Be eager but never be desperate.

 

let result = [{x: 1}, {x: 2}, {x: 3}];

reduce this array and result should be 6; You are suggested to use arr.reduce() function.

---

Input:
people = [
  { name: 'Alice', age: 21, gender: "female" },
  { name: 'Max', age: 20, gender: "male" },
  { name: 'Jane', age: 20, gender: "female" }
  { name: 'Jon', age: 21, gender: "male" },
  { name: 'Alex', age: 20, gender: "male" }
]

output: 
{
 male: [
  { name: 'Max', age: 20, },
  { name: 'Jon', age: 21, },
  { name: 'Alex', age: 20, }
],
female: [
 { name: 'Alice', age: 21 },
{ name: 'Jane', age: 20 }
]
}

---

Input: 
let value = "5+8=x";

Output should be 13 (type should be number);

---

comment section is yours fellows. 🙏🙏🙏

Thanks.

Comments

[Stepan Zubashev]

result.reduce((acc, item) => acc + item.x, 0)

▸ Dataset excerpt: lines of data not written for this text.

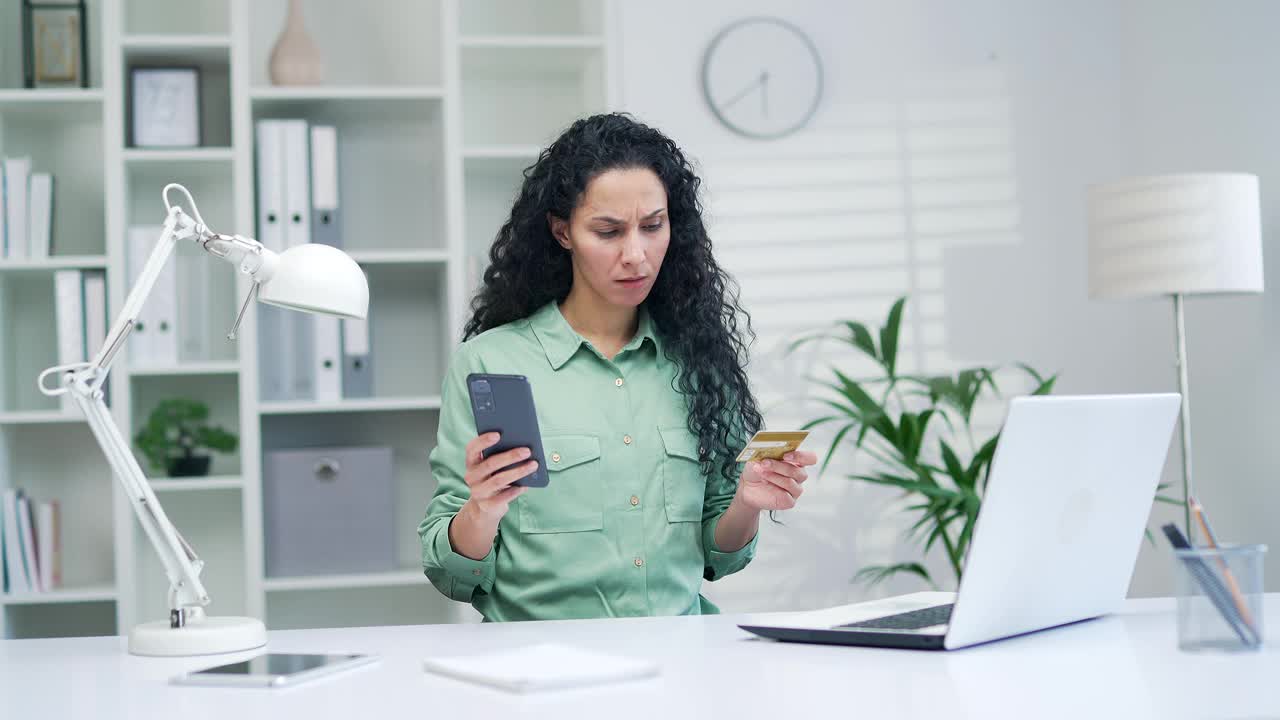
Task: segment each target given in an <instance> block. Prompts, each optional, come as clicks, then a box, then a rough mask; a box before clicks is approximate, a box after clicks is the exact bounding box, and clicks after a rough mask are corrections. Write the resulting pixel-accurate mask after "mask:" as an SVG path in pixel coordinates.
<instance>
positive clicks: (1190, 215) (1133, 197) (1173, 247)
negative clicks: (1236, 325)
mask: <svg viewBox="0 0 1280 720" xmlns="http://www.w3.org/2000/svg"><path fill="white" fill-rule="evenodd" d="M1225 292H1262V224H1261V219H1260V209H1258V178H1257V176H1248V174H1234V173H1213V174H1171V176H1149V177H1138V178H1126V179H1121V181H1116V182H1110V183H1103V184H1096V186H1092V187H1089V296H1091V297H1094V299H1132V297H1149V296H1157V295H1174V293H1183V295H1190V293H1225Z"/></svg>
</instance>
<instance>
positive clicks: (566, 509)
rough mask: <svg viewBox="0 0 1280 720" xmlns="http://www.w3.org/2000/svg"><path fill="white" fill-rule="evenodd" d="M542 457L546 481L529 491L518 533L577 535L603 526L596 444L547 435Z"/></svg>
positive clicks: (599, 528) (602, 488) (520, 507)
mask: <svg viewBox="0 0 1280 720" xmlns="http://www.w3.org/2000/svg"><path fill="white" fill-rule="evenodd" d="M543 450H544V457H545V459H547V470H548V477H549V478H550V482H549V483H548V484H547V487H544V488H529V489H527V491H525V493H524V495H521V496H520V497H518V498H517V500H516V502H517V503H518V505H520V532H522V533H580V532H586V530H599V529H600V528H603V527H604V512H603V507H604V493H603V488H602V486H600V483H602V478H600V441H599V439H598V438H596V437H594V436H547V437H544V438H543Z"/></svg>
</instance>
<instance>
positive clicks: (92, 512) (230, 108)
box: [0, 0, 616, 637]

people.reduce((acc, item) => {
  if (item.gender === 'male') acc.male.push(item);
  else acc.female.push(item);
  return acc;
}, { male: [], female: [] });

eval(value.split('=')[0])

[Diogo Goncalves]

people.reduce(...) answer is a masterpiece 👏🏻

[Rajesh Royal]

Masterpiece.

[Alejandra Monroy]

const sortBy = (arr, attribute) => {
  const set = new Set();
  arr.map((element) => set.add(element[attribute]));

  const sorted = {};

  set.forEach(
    (setElement) => (sorted[setElement] = arr.filter((element) => element[attribute] === setElement))
    .forEach(element => delete element[attribute]),
  );

  return sorted;
};

[Antonijo Galic]

Using .filter for the second task

const output = () => {
  const male = people.filter(person => person.gender === 'male');
  const female = people.filter(person => person.gender === 'female');

  return { male: male, female: female };
};

output();

[Truong Phan]

A more generic solution to group by any property:

Array.prototype.groupBy = function (p) {
    return this.reduce((g, i) => {
        g[i[p]] = g[i[p]] || [];
        g[i[p]].push(i);
        return g;
    }, {});
};

[Rajesh Royal]

Didn't understand It can you explain a little more.

[Truong Phan]

I may use the implicit variables so that you could read easily, see my comments for the explanations

// get the input property to group by, we attach the function to the prototype object
Array.prototype.groupBy = function (prop) {
    // then apply reduce
    return this.reduce((group, item) => {
        // create new property for the group object if not existed, if yes, reassign from the accumulator 
        group[item[prop]] = group[item[prop]] || [];
        // add new item to the group of property (in this  case, a list) we want to group
        group[item[prop]].push(item);
        return group;
   // create initial empty object to implement reduce
    }, {});
};

Then we can use people.groupBy('gender') or people.groupBy('age')

[Saurav Behera]

people = [
// { name: 'Alice', age: 21, gender: "female" },
// { name: 'Max', age: 20, gender: "male" },
// { name: 'Jane', age: 20, gender: "female" },
// { name: 'Jon', age: 21, gender: "male" },
// { name: 'Alex', age: 20, gender: "male" }
// ]
// const male=people.filter((el)=>el.gender=="male")
// const female=people.filter((el)=>el.gender=="female")
// console.log({male:male,female:female})

[Saurav Behera]

// let result = [{x: 1}, {x: 2}, {x: 3}];
// res=result.reduce((acc,el)=>acc+el.x,0)

[Saurav Behera]

let value = "5+8=x";
let arr=value.split("=")
arr=arr[0].split("+").map(Number).reduce((acc,e)=>acc+e)
console.log(arr)